Ils venaient seuls. Des hommes essentiellement. La plupart issus de la même vallée piémontaise du Nord de l’Italie. « Au départ, c’est la faim et le rêve d’une vie meilleure qui, pour certains, les mènera jusqu’aux Amériques. Et entre leur village et le port d’embarquement de Marseille, beaucoup ont fait étape, à partir des années 1870, à La Seyne, sans en repartir », explique Philippe Di Somma, ancien directeur de la Kedge design School de Toulon. « On dit souvent que l’immigration italienne est née des chantiers navals, poursuit le passionné d’histoire locale. C’est en partie faux, car la plupart à leur arrivée sont des travailleurs agricoles », précise-t-il. La Provence rurale manque en effet de bras.
Mais à La Seyne, l’essor de l’industrie navale happe ces immigrés italiens qui vont s’installer à proximité immédiate des chantiers : « Dans le quartier des Mouissèques et autour de la Place de la Lune, alors insalubres et marécageux ». Une époque où, concomitamment, on leur doit la construction de la corniche voulue par Michel Pacha : « Les Italiens démontrent alors leur qualité de maçons. Au gré de leur ascension sociale, ils vont d’ailleurs construire eux-mêmes leurs maisons dans les campagnes de Coste Chaude ou de Brémond ».

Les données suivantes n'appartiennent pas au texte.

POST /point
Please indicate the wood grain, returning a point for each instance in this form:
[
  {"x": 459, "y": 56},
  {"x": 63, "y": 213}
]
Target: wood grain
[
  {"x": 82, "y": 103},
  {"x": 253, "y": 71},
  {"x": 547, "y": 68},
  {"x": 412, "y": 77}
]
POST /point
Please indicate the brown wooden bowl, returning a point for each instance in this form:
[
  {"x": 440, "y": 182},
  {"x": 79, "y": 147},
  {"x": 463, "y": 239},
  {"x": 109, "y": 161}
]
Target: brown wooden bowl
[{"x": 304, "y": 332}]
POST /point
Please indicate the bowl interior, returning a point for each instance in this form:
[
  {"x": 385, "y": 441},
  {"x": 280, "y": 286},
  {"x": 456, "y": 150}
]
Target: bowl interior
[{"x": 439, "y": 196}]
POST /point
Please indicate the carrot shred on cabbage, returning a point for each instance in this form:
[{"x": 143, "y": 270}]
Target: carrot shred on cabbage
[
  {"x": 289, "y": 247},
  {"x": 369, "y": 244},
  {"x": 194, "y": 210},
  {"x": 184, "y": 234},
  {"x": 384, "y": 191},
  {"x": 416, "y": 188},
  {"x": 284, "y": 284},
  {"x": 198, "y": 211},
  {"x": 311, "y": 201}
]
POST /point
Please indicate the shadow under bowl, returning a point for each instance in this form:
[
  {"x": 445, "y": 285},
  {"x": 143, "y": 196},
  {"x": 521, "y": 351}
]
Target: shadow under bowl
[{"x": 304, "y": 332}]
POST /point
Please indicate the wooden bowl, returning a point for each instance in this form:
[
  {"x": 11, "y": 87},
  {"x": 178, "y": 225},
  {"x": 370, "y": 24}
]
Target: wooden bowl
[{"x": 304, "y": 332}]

Débutée sous la IIIe République, quelques années après la naissance de l’Italie, cette émigration va se poursuivre jusqu’en 1945, au fil des conflits du XXe siècle : « Il ne faut pas oublier qu’en 39-40, l’Italie est un pays ennemi, ce qui rend la période délicate pour ces migrants. L’arrivée au pouvoir de Mussolini, en 1923, génère son lot de réfugiés politiques, qui, sous l’occupation italienne de 1941-1943, conduit nombre d’entre eux à rejoindre les maquis de la Résistance (NDLR : Le dictateur cherche alors à rapatrier les immigrés en les dénonçant à la Police française) ».

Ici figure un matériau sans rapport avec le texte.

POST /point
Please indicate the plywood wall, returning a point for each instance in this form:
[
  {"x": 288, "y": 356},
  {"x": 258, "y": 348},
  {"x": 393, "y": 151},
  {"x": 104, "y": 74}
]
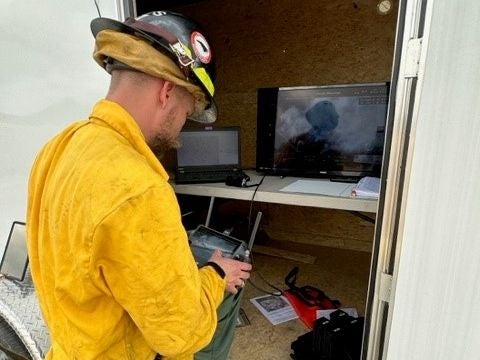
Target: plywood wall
[{"x": 262, "y": 43}]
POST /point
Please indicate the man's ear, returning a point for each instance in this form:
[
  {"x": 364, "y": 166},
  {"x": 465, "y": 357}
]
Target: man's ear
[{"x": 165, "y": 92}]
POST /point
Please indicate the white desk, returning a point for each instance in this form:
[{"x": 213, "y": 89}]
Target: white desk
[{"x": 270, "y": 191}]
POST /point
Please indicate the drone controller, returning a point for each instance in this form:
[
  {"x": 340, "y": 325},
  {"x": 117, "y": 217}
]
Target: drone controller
[{"x": 204, "y": 241}]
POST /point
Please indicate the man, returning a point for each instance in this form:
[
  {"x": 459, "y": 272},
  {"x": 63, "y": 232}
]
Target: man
[{"x": 108, "y": 253}]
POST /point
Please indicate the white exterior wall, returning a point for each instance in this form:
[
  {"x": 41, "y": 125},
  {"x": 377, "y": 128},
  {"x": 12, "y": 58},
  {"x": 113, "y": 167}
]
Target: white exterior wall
[
  {"x": 436, "y": 304},
  {"x": 48, "y": 79}
]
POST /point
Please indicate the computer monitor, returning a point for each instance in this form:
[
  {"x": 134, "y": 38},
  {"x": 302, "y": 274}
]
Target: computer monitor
[{"x": 334, "y": 131}]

C’est donc par les armes et par le sang qu’un certain nombre d’Italiens de La Seyne deviennent français. Mais aussi par un processus d’intégration, beaucoup plus long. « Le travail en a été le premier facteur. L’ascension sociale s’est réalisée des chantiers navals à la reprise d’un commerce ou la création d’une entreprise. L’école s’est, pour sa part, occupée des enfants nés du regroupement familial. D’énormes efforts ont été consentis dans les familles où il n’était pas rare qu’on interdise l’emploi de l’italien pour que les enfants réussissent ». Autres facilitateurs, la proximité du dialecte piémontais et du provençal, les mariages mixtes « bien que mal vus par la petite et moyenne bourgeoisie seynoise », le catholicisme ou encore les activités associatives : « Bien des Italiens se sont illustrés en football, en rugby. Mais aussi dans la musique en amenant la tradition du bel canto à la Philharmonique », conclut Philippe Di Somma.
« Ciao Italia, buongiorno La Seyne ! »
Une conférence de Philippe Di Somma pour Les Amis de La Seyne ancienne et moderne
Auditorium du collège Paul Eluard
Lundi 13 décembre à 17 heures
L’héritage culinaire
Polenta, pâtes, pizza et cade. Le quatuor culinaire italien est présent aux quatre coins de la ville. « La cade est une invention gênoise du nom de farinata (NDLR : farine de pois-chiche). Elle devient socca à Nice, panisse à Marseille, calentica au Maghreb et cade (NDLR de l’italien calda ! chaud) à La Seyne », raconte Philippe Di Somma.
Les expressions
Des mots familiers d’origine italienne perdurent dans l’expression des Seynois de toutes origines. « Fache de », « Tête de » en français, est un juron répandu. De même « A chidenti ! », « Accident ! », est utilisé lorsque survient l’inattendu. Enfin, un « Tchapacan », personne qui attrapait les chiens errants, désigne un bon à rien.
L’urbanisme
“Quel plaisir de se retrouver ici, dans ce petit coeur historique bâti par des Italiens”. Le jour du lancement du centre-ville sans voiture, madame le maire Nathalie Bicais plaidait pour le « retour du bien-être, de la dolce vita à l’Italienne avec un corso (NDLR : cours) reliant le port au centre ». Philippe Di Soma précise que « dans les villes italiennes, le corso est le lieu de la passeggiata, promenade d’avant ou d’après les repas du week-end. On prend le temps de flâner, de séduire, de discuter. Un peu comme le dimanche matin à La Seyne quand on descend le marché ».